The sound of disapproving coos domino-topples through the hall.
"The year's four major championships are not a 'Grand Slam'
in itself" continues Vernon, "It is
the winning of all four that constitutes a 'Grand Slam'."
Disapproving coos give way to interested mutterings.
"I… I… I'll have to check my book" apologises the crestfallen quizmaster.
Interested mutterings give way to approving shouts. "He's right!" exclaims one table. "We put that too!" concurs another.
And then a gentle wave of applause lappingly encircles the hall. Vernon, like the great leaders before him, remains eyes resolutely transfixed on his enemy: the faltering quizmaster. Then this gentle applause steadily gives away to the slow handclap.
It is pensioner anarchy, and the beleagured quizmaster has little choice.
"I'll give that one then" he concedes, immediately rending all his other preparations irrelevant under his spineless bowing down.
There is now widespread applause, but Vernon is not done.
"Where's he going?" asks a bemused Babyhands, as he struts off to the stage to confront the red-faced quizmaster.
"To contest another two questions" I reply.
Her exasperated head falls in to her far-too-small hands, as I observe that I don't think the organisers will bother doing 'Golf' again.
Not lovin' it
Three days into my extended contract as a moderately-successful freelance digital marketer, I see fit to turn up with the Mother Of All Hangovers.

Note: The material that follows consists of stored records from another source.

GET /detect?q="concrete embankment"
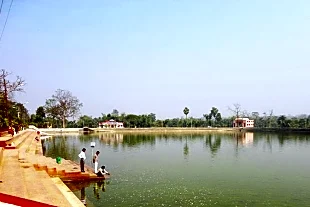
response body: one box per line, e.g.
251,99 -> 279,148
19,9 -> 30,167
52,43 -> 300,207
0,147 -> 3,166
0,130 -> 85,207
38,128 -> 80,133
244,127 -> 310,134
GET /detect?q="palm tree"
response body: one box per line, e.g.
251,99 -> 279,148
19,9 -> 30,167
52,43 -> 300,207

The previous night having been Hallowe'en, I will not be alone, I presume.
But alone is what I find myself as I apologetically munch on my rushedly-procured Sausage & Egg McMuffin™ at the start of our brainstorming meeting. I am no ambassador to the evil American sweatshop, I muse, but I am nothing if not practical. Even if the quick-fix benefits of such a feast do risk coming across as just a teensy-weensy little little bit pikey among such esteemed professionals.
"Shorry" I garble, mouthful, "I'll be with you shhortly."

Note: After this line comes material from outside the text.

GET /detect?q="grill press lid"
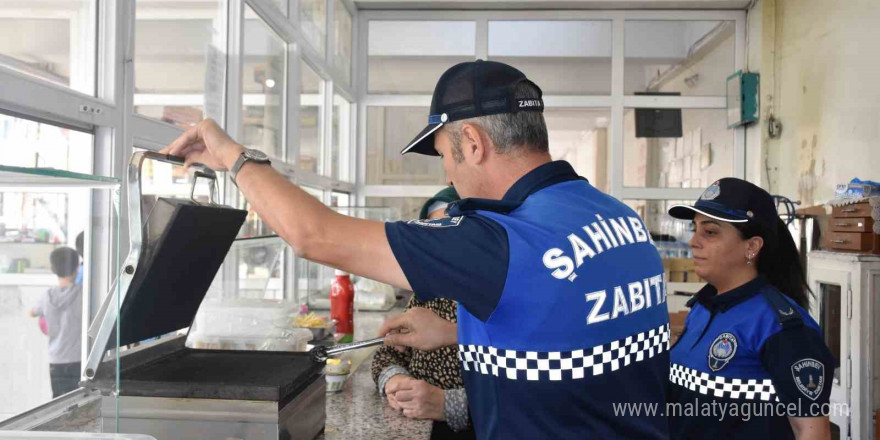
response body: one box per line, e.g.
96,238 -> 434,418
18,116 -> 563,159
114,197 -> 247,347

The client services director looks at me in complete disdain.
"I'll have to sit over there" she points, green-faced, "My vegetarianism means I can't stand the smell of McDonalds."
She reseats allowing the meeting to commence, and within minutes I polish my breakfast off.

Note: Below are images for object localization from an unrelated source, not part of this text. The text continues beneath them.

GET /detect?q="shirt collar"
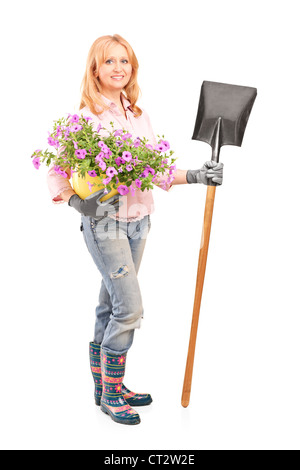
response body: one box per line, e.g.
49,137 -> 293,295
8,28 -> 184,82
97,93 -> 132,112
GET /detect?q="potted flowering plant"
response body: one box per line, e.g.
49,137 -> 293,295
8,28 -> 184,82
31,114 -> 177,201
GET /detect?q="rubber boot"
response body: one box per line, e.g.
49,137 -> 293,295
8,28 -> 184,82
122,385 -> 152,407
89,342 -> 103,406
100,349 -> 140,425
89,342 -> 152,406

Folding the last of the remnants away, the client-services director returns, her absence having gone unnoticed by the rest of us.
"Can we move rooms?" she interrupts, white-faced, "It's just... I've just vomited."
Day three, and I've already made my boss sick.
Gothic blue
"No, you're a cunt." announces the until-then mild-mannered singer.
Dorset Boy and I interrupt our conversation, acknowledging that all is not well at the front of the stage.
"No." replies a short dark-haired man, "you eez a cunt!"
"No." assertively replies the singer, "
you are a cunt."
"Cunt!" replies the short dark-haired man, pointing at the singer.
"CUNT!" replies the singer, as the short dark-haired man backs into the crowd.
"You eez all de CUNTS!" replies the short dark-haired man, "Get a GOOD BAND on insteeeed!"
"That…" replies the singer, turning back to address the crowd, pointing back at the short dark-haired man staggering through the audience, "is a
cunt."
"CUNTS!!!" replies the short dark-haired man, as he settles back at the bar behind myself and Dorset.
"So," I assert to the short dark-haired man as he quietens, "do you not like this band?!"
"No!!!" he replies, over-excitedly, "They eez all cunts!!!!!"
This seedy goth bar in north London, I muse, is making for the perfect Hallowe' en.
"Only…" I deadpan, staring intently at the short dark-haired man, "that man up there is my brother."
"Aaaaahhhh" apologises the short dark-haired man, his now obvious Italianness coming to the fore, "I eez so so so sorry to insults ya brother."
The short dark-haired Italian man moves to put an arm around me, as if this futile act of reconciliation would somehow make up for his completely unnecessary rudeness.
I glare at him, stock still, in mock offence.
He winces uncomfortably.
"Ha!" I exclaim, victorious. "...NOT REALLY!!!"
We hug, before both laughing.
"CUNTS!!!" he shouts again, as the band compose themselves to strike up another sweet gothic song.